Pages list

The page list lets you keep track of the various URLs that are (or were) seen by the proxy. Aside from the overview of and direct access to content on the individual pages, the page list also allows you to visit the various proxy preview domains, fine-tune inclusion/exclusion settings and check the translation progress of individual pages.

../_images/pages_list.pngPages list

This menu has two main parts visible when you first open it: the “Pages, resources, external links & unknown” pane and the include/exclude rules.

Also notice the language selector on the right of the project selector. Information in the translation progress bars will refer to the selected language, and both the List and Highlight Views will open for the selected target language. The same is true for the various types of Preview links.

Make sure that you have selected a target language to gain access to many powerful features in the page list. If you do not (or there is no target language on the project at all), neither the Workbench links, nor the Previews will be available, and most of the context menu options will be greyed out.

Include & exclude rules

Inclusion rules let you set the scope of translation, that is, the list of pages that the crawler is allowed to visit. You can enter the prefixes that you wish to limit the scope to (or exclude from it). You can also exclude individual pages should you see fit.

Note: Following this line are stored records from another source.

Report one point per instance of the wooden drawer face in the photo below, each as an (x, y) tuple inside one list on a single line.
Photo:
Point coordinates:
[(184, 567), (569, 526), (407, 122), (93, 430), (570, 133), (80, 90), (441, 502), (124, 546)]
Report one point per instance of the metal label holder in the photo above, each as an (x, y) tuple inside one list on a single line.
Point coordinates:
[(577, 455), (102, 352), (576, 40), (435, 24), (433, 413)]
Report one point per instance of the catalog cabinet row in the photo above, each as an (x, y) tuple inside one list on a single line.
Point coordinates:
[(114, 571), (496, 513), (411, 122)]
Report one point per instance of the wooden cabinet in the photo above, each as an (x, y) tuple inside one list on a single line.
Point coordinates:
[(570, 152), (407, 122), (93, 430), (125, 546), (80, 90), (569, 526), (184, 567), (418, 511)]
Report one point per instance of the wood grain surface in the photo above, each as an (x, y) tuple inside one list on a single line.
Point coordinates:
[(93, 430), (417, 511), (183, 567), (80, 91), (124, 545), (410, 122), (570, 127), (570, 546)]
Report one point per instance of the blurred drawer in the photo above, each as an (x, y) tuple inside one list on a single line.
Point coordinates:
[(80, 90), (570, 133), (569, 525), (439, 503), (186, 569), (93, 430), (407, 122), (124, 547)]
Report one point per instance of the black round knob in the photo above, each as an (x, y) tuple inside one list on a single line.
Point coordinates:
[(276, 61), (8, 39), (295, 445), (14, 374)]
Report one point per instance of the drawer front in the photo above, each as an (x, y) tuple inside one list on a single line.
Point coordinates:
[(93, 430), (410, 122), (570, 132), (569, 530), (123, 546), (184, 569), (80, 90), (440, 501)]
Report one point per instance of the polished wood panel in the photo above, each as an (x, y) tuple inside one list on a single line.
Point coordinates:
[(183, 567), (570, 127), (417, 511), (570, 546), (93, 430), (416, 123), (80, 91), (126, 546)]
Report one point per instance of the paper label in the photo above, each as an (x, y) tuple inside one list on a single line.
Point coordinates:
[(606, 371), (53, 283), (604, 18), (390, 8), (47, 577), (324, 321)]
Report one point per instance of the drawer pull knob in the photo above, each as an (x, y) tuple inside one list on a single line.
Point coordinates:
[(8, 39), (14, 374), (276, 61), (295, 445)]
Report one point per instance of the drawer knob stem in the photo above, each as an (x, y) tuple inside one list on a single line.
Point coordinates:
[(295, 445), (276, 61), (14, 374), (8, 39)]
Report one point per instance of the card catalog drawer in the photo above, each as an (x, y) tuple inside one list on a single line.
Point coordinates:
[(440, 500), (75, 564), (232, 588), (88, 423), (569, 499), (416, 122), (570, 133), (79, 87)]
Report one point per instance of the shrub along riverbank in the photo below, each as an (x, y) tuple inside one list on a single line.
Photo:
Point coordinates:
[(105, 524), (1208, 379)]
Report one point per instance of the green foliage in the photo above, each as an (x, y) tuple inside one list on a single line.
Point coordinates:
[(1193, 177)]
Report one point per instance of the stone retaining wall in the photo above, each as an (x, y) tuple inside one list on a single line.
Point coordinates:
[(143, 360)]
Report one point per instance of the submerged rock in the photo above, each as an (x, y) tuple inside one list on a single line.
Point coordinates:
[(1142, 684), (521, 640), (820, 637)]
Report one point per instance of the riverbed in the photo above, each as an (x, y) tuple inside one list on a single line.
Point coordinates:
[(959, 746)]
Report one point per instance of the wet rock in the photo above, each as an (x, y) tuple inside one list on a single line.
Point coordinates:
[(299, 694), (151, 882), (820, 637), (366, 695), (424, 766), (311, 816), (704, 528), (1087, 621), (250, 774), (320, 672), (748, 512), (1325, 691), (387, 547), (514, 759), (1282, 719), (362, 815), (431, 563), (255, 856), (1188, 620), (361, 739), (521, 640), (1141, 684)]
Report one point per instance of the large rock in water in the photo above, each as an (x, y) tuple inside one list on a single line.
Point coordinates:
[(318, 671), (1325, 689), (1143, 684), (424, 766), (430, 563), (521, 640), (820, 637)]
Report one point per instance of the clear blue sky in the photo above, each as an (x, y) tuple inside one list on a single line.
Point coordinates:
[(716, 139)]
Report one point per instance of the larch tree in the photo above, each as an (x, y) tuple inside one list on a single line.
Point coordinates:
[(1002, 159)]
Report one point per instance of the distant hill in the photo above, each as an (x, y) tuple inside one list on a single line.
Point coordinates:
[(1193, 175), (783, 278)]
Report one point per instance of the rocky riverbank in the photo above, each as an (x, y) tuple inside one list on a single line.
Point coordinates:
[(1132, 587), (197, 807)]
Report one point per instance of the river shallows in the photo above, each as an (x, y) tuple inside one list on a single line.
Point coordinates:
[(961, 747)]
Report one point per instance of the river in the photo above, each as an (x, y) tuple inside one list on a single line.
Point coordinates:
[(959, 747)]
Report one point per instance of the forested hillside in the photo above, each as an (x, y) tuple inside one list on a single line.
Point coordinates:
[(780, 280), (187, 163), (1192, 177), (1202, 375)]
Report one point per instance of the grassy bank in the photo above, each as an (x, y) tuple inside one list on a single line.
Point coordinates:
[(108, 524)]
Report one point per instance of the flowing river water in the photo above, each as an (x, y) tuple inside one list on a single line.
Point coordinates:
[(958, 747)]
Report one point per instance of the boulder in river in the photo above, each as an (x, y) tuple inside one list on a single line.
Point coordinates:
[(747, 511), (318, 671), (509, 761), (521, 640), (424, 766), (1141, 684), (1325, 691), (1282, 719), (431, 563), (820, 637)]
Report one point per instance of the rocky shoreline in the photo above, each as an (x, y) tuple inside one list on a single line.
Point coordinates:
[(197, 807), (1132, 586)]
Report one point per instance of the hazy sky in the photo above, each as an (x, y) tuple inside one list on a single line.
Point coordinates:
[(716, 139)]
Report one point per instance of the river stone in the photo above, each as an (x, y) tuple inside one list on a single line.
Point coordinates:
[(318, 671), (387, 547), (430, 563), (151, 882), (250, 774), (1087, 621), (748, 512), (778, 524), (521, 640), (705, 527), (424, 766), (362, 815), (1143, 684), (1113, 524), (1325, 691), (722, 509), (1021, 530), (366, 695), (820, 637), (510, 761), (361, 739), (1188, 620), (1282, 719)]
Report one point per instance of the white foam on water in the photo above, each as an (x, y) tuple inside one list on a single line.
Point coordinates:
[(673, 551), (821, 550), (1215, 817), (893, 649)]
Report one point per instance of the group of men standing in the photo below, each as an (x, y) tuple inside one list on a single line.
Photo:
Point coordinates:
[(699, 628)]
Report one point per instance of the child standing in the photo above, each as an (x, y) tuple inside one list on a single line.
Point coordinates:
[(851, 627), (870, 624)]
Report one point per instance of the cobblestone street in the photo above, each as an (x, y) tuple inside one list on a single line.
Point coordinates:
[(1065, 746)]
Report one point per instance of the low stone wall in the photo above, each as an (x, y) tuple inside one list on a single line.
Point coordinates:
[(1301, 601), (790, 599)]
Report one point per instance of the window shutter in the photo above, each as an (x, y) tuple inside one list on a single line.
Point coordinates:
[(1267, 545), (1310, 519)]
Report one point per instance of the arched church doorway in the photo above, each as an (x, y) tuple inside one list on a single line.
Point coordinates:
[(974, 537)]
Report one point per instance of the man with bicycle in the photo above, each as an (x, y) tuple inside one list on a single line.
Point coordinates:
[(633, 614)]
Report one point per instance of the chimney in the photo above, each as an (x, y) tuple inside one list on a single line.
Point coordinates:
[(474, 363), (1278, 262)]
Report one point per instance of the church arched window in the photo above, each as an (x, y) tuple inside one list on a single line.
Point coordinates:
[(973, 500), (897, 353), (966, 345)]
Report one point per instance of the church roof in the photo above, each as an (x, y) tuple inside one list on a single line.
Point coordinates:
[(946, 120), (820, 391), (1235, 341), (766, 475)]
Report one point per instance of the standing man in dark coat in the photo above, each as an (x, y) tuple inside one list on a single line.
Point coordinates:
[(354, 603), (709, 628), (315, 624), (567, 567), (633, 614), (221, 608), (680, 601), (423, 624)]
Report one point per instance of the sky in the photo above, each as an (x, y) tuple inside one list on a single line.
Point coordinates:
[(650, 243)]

The Dashboard has a number of features that support inclusion/exclusion prefixes, such as Auto-pretranslation or Work packages. However, the rules you specify here are special and powerful: they have influence over the entire project. An excluded page will stay untranslated over any proxy domains (both Preview and Live), and excluded pages are ignored by the crawler.

NOTE: You can enable/disable the application of rules using the checkbox associated with them or you can delete them completely.

Rule Application

Whenever the proxy comes across a page in an affected context (crawling, serving, translating, etc.), it will evaluate it according to the rules you provide. This process is summarized in the flowchart below:

../_images/inclusion-rules-eval.pngEvaluation of Inclusion/Exclusion Rules

A few points of note concerning inclusion/exclusion rules:

  • Path names are first checked for inclusion, then exclusion.
  • A path name has to match only one from the set of inclusion rules. Each such rule is applied to the path in sequence until a match is found or there are no more rules.
  • The rules are strings and matched from the beginning of the pathname. The proxy does not analyze them in detail or produce complex internal representations.
  • Query parameters are supported (but be careful, you can’t really count on a query parameter to have a set position!).
  • If a path falls outside of the scope of your inclusion rules or an exclusion rule applies to it, it will be greyed out in the page list and the text “Excluded by rule” will be visible next to it.
  • Paths that are excluded by rule can’t be included using the context menu. You need to edit your rules if they gobble a path that you want to include.
  • Manual page exclusions overwrite all other inclusion rules.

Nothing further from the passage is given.